Billy Pilgrim walked twice past the building that housed Brian McCarthy’s company offices and apartment. The windows were dark on both floors.

The boss had confirmed by phone that the deal was made. McCarthy and Redwing were evidently on the road to Santa Barbara by now.

Billy returned to the Cadillac in which Pauline Shumpeter had died of a massive stroke but had not soiled herself. He boldly reparked it in the lot beside McCarthy’s building.

After sheathing his hands in latex gloves, he got out of the car and climbed the exterior stairs to the apartment door.

He needed gloves because he didn’t intend to reduce this place to molten metal and soot with exotic Russian incendiary weapons. He would have preferred to leave fingerprints and then burn the building because his hands sweated in the gloves, and they made him feel like a proctologist.

With a LockAid lock-release gun, he picked the deadbolt pins in twenty seconds, went inside, closed the door behind him, and stood listening for the sound of somebody he might need to kill.

Billy did not usually kill two people per day and assist in the murder and disposal of two others. If this had been a take-your-son-to-work day, and if he had had a son, the boy would have come to the conclusion that his dad’s job was a lot more glamorous than it really was.

Sometimes months would pass between killings.
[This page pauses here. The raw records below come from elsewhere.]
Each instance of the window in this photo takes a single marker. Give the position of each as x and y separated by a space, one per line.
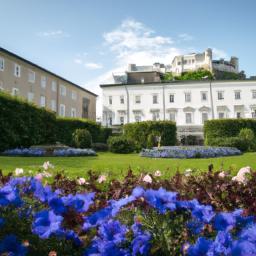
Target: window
42 101
155 116
220 95
121 99
237 95
204 117
74 95
121 120
1 64
172 116
63 90
204 96
187 97
15 91
110 100
17 70
155 99
54 86
137 99
62 110
221 115
188 118
31 76
53 105
137 118
30 96
43 81
73 112
171 98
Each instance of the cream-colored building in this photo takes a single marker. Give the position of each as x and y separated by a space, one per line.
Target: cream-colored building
25 79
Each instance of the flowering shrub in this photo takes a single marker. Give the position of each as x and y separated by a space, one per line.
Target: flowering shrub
56 152
132 218
189 152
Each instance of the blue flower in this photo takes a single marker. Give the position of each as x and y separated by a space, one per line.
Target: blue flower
12 246
201 247
46 223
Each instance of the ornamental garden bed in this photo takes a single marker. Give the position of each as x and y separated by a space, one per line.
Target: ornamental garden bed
211 214
189 152
49 150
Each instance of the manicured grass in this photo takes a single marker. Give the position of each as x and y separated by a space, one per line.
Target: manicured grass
116 165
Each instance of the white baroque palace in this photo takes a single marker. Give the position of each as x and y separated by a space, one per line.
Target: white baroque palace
187 103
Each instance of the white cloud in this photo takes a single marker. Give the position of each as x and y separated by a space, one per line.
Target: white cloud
92 65
53 34
185 37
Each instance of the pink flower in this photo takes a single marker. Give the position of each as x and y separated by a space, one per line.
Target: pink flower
81 181
157 173
147 179
18 171
102 178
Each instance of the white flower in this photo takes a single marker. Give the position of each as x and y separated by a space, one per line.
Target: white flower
147 179
81 181
157 173
222 174
47 165
18 171
241 175
102 178
188 172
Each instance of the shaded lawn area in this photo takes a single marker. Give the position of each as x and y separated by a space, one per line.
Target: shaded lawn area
116 165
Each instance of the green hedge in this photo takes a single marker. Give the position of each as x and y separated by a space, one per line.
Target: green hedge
67 126
140 131
226 128
23 124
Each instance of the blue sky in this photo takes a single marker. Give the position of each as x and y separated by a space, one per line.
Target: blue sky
85 41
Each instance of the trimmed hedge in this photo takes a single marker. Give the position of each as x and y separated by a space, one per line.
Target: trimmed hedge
23 124
226 128
67 126
140 131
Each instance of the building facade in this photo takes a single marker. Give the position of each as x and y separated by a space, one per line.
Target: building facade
25 79
189 103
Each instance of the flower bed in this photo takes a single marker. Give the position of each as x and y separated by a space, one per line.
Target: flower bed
189 152
135 217
44 152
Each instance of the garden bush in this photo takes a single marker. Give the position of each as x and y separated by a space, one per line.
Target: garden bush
120 144
23 124
82 138
140 131
226 128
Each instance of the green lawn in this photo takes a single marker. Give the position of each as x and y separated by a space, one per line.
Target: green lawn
116 165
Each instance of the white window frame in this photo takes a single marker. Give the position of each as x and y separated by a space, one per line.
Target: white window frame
191 117
62 110
236 94
15 92
43 82
53 105
188 97
206 95
63 90
73 112
1 64
54 86
31 76
17 70
30 96
137 99
74 95
42 101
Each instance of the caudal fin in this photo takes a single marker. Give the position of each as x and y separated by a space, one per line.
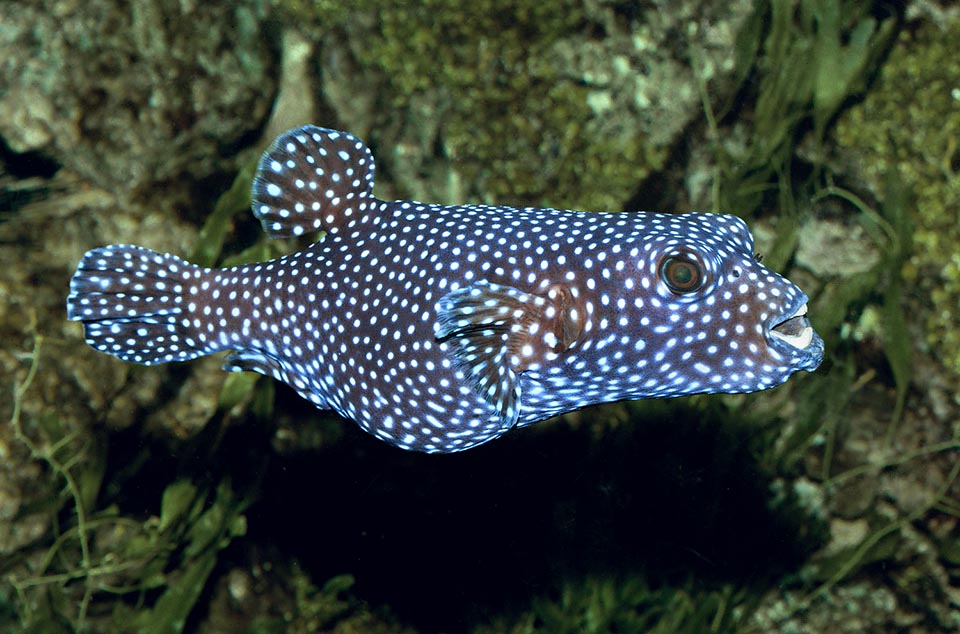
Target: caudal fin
313 179
131 302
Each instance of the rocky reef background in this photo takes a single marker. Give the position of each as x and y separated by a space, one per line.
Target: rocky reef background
179 498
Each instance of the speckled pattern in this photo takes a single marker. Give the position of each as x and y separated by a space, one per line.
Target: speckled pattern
437 328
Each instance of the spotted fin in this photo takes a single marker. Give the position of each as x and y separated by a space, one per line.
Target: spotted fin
497 332
248 360
131 303
313 179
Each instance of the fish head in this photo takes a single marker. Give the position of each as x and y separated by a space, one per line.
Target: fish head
714 317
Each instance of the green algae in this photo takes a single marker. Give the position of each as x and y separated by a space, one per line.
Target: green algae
918 139
515 126
798 66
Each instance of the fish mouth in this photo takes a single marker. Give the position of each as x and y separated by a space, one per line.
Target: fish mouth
795 329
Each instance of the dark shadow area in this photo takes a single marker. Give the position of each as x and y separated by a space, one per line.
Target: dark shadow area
443 539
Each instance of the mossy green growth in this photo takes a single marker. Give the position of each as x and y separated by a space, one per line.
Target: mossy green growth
800 62
910 123
597 605
516 126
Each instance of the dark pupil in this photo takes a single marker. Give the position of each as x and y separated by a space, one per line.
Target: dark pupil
681 275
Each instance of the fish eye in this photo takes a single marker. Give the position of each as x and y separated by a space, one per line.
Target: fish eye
682 273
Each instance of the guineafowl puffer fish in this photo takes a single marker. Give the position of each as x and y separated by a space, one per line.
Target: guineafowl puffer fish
438 328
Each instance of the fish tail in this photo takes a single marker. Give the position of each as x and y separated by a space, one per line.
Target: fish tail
132 302
313 179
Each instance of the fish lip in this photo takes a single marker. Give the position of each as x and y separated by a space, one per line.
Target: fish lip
791 333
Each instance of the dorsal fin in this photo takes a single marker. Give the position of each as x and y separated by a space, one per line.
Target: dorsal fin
497 332
313 179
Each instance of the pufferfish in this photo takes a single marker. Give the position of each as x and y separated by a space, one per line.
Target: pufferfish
437 328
And Billy could go a year, even two years, without having to waste a friend like Georgie Jobbs or a complete stranger like Shumpeter.
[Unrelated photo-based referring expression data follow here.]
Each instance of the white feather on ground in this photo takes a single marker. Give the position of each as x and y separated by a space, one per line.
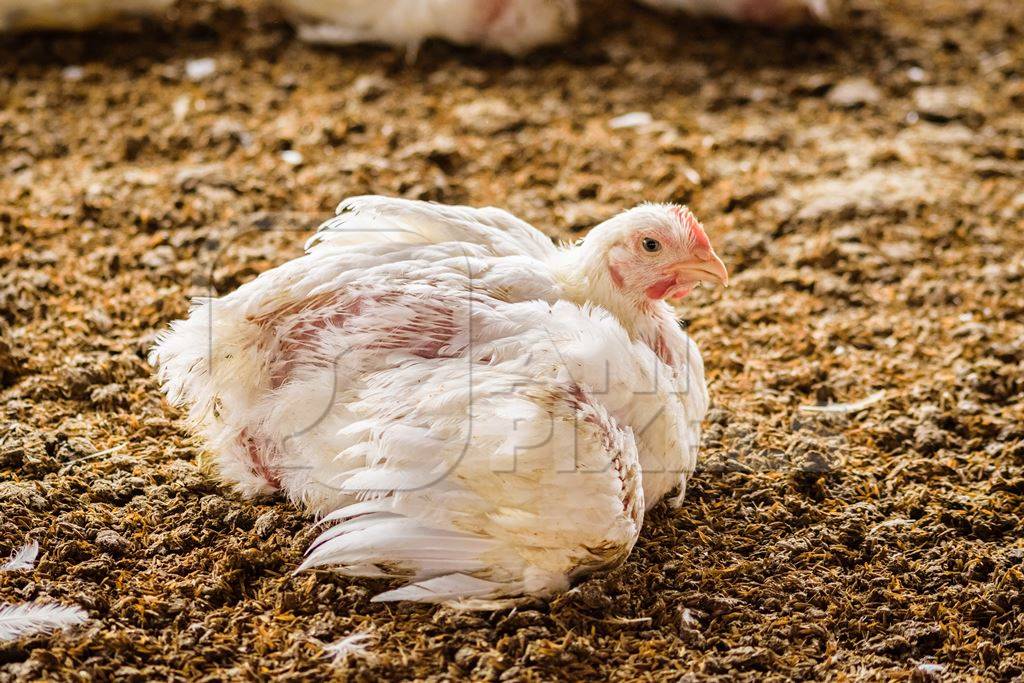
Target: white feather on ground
24 558
354 644
34 619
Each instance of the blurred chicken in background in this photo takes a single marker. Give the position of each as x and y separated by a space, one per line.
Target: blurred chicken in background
514 27
72 14
768 12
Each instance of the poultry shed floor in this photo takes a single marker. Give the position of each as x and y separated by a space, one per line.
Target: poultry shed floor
863 184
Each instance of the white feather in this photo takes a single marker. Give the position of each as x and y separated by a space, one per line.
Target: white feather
24 558
34 617
354 644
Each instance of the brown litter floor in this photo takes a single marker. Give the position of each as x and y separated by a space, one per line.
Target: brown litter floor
864 185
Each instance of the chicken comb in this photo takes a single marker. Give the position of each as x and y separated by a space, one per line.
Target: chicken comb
690 222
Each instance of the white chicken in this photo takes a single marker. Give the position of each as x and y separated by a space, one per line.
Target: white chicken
514 27
484 414
72 14
511 26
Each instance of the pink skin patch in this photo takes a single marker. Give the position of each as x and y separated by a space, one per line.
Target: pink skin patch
260 453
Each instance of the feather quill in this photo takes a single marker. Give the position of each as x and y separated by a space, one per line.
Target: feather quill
34 617
24 558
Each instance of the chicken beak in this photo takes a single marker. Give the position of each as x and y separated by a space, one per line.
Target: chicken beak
706 267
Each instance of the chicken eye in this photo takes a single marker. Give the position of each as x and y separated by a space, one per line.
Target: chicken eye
651 246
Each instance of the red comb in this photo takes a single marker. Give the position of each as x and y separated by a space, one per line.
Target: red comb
690 222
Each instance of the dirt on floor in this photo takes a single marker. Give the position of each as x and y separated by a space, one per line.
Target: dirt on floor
864 185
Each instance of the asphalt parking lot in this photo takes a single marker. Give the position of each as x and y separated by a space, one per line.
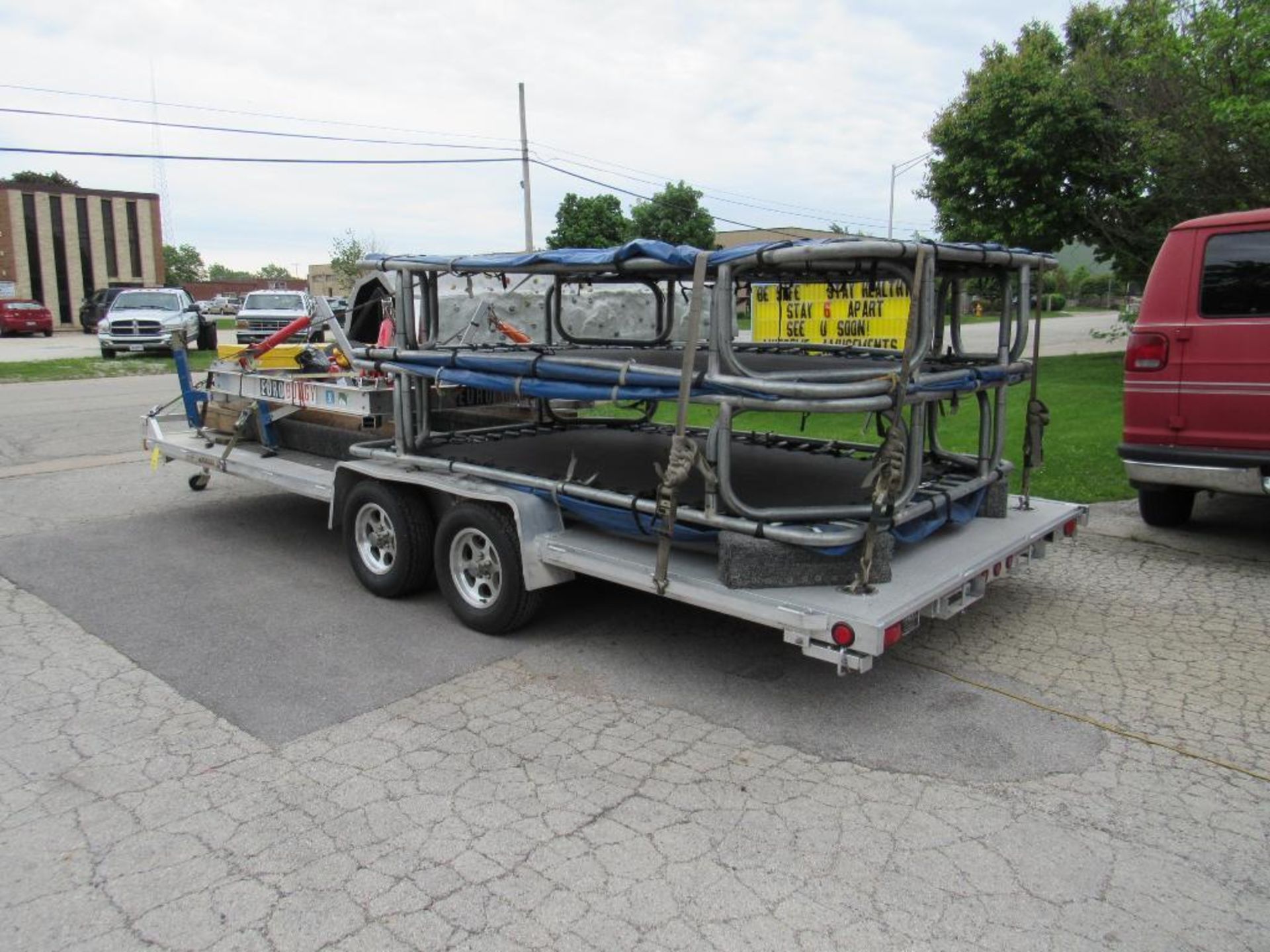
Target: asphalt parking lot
211 738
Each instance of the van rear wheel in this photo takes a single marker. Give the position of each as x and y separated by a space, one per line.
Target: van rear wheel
1165 506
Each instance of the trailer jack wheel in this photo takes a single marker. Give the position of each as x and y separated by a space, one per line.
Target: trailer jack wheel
388 536
479 571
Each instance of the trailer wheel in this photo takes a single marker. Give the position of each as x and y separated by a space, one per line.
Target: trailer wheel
1166 507
388 536
479 571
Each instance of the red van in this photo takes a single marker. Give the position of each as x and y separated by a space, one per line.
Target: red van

Sure, in his line of work, every day required the commission of felonies, but mostly they were not capital crimes that could earn you a lethal injection and burial at public expense.

Episodes of life seldom had the body count of good novels in the everything-is-pointless-and-silly genre, which is why Billy still read so many books even after all these years.
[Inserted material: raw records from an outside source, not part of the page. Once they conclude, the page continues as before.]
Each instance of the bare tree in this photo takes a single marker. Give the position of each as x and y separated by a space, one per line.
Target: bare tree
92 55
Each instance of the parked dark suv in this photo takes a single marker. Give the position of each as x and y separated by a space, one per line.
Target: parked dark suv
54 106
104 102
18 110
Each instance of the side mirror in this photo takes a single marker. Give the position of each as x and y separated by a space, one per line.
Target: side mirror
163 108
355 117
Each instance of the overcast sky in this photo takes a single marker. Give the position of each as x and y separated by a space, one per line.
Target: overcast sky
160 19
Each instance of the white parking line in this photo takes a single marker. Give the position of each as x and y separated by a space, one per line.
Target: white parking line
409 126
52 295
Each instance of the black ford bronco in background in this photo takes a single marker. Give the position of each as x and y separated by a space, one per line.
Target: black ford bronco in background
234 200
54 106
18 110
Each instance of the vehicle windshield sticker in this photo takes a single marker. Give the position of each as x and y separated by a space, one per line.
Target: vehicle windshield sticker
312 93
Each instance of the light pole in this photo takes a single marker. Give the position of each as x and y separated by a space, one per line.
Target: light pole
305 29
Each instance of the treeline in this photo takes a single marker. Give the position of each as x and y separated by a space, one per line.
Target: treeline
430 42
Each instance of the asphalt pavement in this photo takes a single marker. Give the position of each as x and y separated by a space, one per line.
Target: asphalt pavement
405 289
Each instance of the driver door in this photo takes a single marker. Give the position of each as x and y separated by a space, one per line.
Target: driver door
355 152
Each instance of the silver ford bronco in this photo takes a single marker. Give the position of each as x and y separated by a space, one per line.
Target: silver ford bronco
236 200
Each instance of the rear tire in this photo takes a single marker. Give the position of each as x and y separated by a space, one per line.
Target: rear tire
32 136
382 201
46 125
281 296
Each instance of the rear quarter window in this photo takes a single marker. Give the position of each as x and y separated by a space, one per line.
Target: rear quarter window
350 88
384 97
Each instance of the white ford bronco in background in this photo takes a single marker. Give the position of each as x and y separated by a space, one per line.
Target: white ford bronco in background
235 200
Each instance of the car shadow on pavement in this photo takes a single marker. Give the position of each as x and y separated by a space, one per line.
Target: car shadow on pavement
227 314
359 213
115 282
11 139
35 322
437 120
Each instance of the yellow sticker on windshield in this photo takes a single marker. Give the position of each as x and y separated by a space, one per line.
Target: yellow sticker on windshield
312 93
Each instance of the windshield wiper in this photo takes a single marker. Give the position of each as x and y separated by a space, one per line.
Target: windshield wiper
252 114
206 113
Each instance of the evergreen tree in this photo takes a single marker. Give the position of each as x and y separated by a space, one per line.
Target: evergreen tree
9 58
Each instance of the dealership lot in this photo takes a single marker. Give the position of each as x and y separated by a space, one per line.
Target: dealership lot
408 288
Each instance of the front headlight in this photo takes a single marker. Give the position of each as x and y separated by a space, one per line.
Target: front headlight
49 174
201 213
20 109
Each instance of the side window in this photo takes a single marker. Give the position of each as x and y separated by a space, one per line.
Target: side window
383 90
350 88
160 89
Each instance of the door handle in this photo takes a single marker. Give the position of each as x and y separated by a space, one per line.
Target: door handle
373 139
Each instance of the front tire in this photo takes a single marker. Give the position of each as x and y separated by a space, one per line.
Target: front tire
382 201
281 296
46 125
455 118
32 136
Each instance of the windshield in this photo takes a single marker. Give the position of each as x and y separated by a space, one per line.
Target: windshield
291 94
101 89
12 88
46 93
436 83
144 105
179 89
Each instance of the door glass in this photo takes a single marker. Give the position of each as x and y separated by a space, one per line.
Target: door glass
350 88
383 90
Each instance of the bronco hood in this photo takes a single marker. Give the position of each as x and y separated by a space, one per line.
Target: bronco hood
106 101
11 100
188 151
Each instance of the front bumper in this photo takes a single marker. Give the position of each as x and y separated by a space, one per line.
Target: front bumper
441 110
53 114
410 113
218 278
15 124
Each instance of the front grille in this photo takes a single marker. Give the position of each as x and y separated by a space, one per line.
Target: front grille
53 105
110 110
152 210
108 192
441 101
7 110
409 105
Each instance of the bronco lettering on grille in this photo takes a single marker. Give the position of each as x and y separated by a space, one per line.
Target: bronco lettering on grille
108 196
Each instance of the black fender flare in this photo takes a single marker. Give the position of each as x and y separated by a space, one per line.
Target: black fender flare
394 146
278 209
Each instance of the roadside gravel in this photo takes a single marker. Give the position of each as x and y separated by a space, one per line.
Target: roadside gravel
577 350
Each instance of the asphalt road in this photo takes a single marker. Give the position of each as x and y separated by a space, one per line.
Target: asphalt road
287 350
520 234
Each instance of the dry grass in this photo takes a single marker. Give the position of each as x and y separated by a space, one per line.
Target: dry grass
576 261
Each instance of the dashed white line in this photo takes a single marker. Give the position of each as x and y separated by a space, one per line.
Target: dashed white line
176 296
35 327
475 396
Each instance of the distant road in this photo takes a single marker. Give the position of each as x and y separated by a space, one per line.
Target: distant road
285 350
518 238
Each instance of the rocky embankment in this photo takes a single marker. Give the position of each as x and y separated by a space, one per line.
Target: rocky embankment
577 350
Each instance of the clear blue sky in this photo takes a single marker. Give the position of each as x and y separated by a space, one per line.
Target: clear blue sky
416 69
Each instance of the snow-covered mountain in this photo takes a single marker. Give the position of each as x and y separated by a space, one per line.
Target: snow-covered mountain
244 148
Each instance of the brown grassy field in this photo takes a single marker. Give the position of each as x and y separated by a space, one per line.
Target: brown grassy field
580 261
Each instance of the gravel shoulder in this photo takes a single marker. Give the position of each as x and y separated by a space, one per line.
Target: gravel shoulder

Unnervingly, episodes of real life also were not reliably as meaningless as life was portrayed by his favorite writers. Once in a while, something would happen to suggest meaningful patterns in events, or he would encounter someone whose life seemed to be filled with purpose.

On those occasions, Billy would retreat to his books until his doubts were put to rest.

If his favorite books failed to encourage a full renewal of his comfortable cynicism, he would kill the person whose life had seemed to be meaningful, which at once proved that the meaning had been an illusion.

The apartment remained silent, and finally Billy moved room to room, switching on lights.

He disliked the minimalist decor. Too Zen. Too calm. Nothing here was real. Life was chaos. This decor was not authentic.

Authentic decor was a deranged old lady living with fifty years of daily newspapers and thousands of bags of trash stacked throughout the residence, her husband dead twelve years on the parlor sofa, and twenty-six cats with various seizure disorders. Authentic decor was bombed-out shells of buildings, tenements full of crack whores, and anything Vegas.

Billy loved Vegas. His ideal vacation, which he didn’t get to enjoy often enough, was to go to Vegas with two hundred thousand in cash, lose half of it at the tables, win the losses back, then lose the entire bankroll, and kill a perfect stranger chosen at random on the way out of town.

In McCarthy’s annoyingly clean neon-free study, Billy unplugged the brain of the computer, carried it from the room, and stood beside the front door. When he headed for Santa Barbara, this logic unit would be in the trunk of his car. Later, he would flood it with corrosive materials and burn it in a crematorium.

The architect had been instructed to take his laptop with him. Billy would have to destroy that machine after McCarthy was dead.

In the study again, he searched the file cabinets and found the printouts of all the e-mails that Vanessa had sent to the architect over the past ten years. Although the waste can was tall, those files filled it to the brim, and he put them by the front door.

Because McCarthy might have saved old e-mail files on diskettes when he updated computers, Billy searched boxes of those but found nothing that, judging by the labels, needed to be trashed.